A position with the world's greatest rock and roll band doesn't often open up. When one did in 1974, after the departure of Mick Taylor, the Rolling Stones sought the best of the best.

One candidate was pre-Police guitarist Andy Summers. "I was a struggling musician," Summers recently told UCR. "Well, I say 'struggling,' I was actually doing pretty well. I was pretty noted. I wasn’t in the Police yet. At that particular time, I was getting quite a lot of write-ups in the press. Just from being in bands, people noting me as this sort of guitar player on the scene."

At one point, a rumor circulated that the final decision had come down to Summers and Ron Wood (who ultimately got the job), but this was inaccurate. "I was sort of put out with the job, but it’s all bullshit. It just got talked about a lot, but I had to wait a while to join a much better band," Summers told Louder Sound in 2016, with a laugh.

Summer's presence on the shortlist was flattering, but he eventually opted for the unknown. "I kind of threw it all away when I joined the Police," he told UCR, "which had absolutely no future whatsoever, just pure instincts!"

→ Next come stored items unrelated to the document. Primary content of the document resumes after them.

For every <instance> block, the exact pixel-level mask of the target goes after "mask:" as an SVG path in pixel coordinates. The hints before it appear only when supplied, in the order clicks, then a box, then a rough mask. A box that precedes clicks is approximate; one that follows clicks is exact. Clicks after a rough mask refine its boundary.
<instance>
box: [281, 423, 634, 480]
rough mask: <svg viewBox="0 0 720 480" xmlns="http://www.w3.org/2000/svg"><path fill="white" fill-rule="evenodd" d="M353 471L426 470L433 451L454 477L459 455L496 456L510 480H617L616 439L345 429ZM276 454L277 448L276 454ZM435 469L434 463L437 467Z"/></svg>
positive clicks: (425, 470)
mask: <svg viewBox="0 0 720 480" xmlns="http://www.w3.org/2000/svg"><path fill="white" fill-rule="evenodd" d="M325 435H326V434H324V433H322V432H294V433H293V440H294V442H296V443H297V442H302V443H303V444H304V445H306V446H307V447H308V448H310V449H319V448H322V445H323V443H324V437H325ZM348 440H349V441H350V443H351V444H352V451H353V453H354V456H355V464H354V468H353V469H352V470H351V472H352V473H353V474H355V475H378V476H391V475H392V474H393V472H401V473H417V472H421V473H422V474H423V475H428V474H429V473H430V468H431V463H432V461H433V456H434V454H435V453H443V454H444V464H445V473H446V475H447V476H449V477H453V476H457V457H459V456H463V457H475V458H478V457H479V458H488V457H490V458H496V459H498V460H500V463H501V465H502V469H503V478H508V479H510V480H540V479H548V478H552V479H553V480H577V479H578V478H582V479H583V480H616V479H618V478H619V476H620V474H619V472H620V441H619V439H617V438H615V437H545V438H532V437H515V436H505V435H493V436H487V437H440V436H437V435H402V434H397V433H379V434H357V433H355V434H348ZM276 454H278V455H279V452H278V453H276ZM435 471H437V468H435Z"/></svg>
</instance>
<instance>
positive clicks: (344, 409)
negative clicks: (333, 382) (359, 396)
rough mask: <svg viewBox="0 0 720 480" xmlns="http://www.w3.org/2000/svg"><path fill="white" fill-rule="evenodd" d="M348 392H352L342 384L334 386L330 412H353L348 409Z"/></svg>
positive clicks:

Summers and the Stones would, however, continue to cross paths from time to time. "I met Keith [Richards] and Bill Wyman. I hung out with them in the South of France," Summers said, also recalling a circa 1983 Police concert at which Mick Jagger turned up in his dressing room. "[Jagger] just sort of walked in and went, ''Ello!' 'Hello, Mick!' He stood at the side of the stage and watched the whole show. He was checking us out, like, 'Okay, what’s this all about?' But he was great and very nice."

According to Summers, having one of rock's best-known frontmen watching from backstage didn't unnerve him, but instead pushed the show to the next level. "It probably made it even fiercer, if anything," Summers admitted, with a laugh.

The Police occasionally dropped by the odd Rolling Stones gig as well. Wood once remembered an early '80s show at which an innocent message from the crew inadvertently sent the band into a panic.

“We were doing drugs in the dressing room,” Wood told the Los Angeles Times in 2005, “when suddenly the tour manager stuck his head around the corners and said, ‘The police are here!’ ... We all panicked and threw our drugs in the toilet. And then Sting, Andy Summers and Stewart Copeland walked in.”

At that time, the Police were dominating the charts and packing stadiums, actually outpacing the Rolling Stones. "We were the No. 1 band in the world and heavy competition. No one could get past us at that point," Summers told UCR. "We were the biggest tour in the world at that point. We did Paris and did two nights at 80,000 a night, and the Stones had just played there and had 16 thousand. I mean, not to piss on the Stones, but that’s the difference."

Regardless of status, Summer's decision to join the fledgling Police in 1977 turned out for the best, in his mind: "The rest all worked out."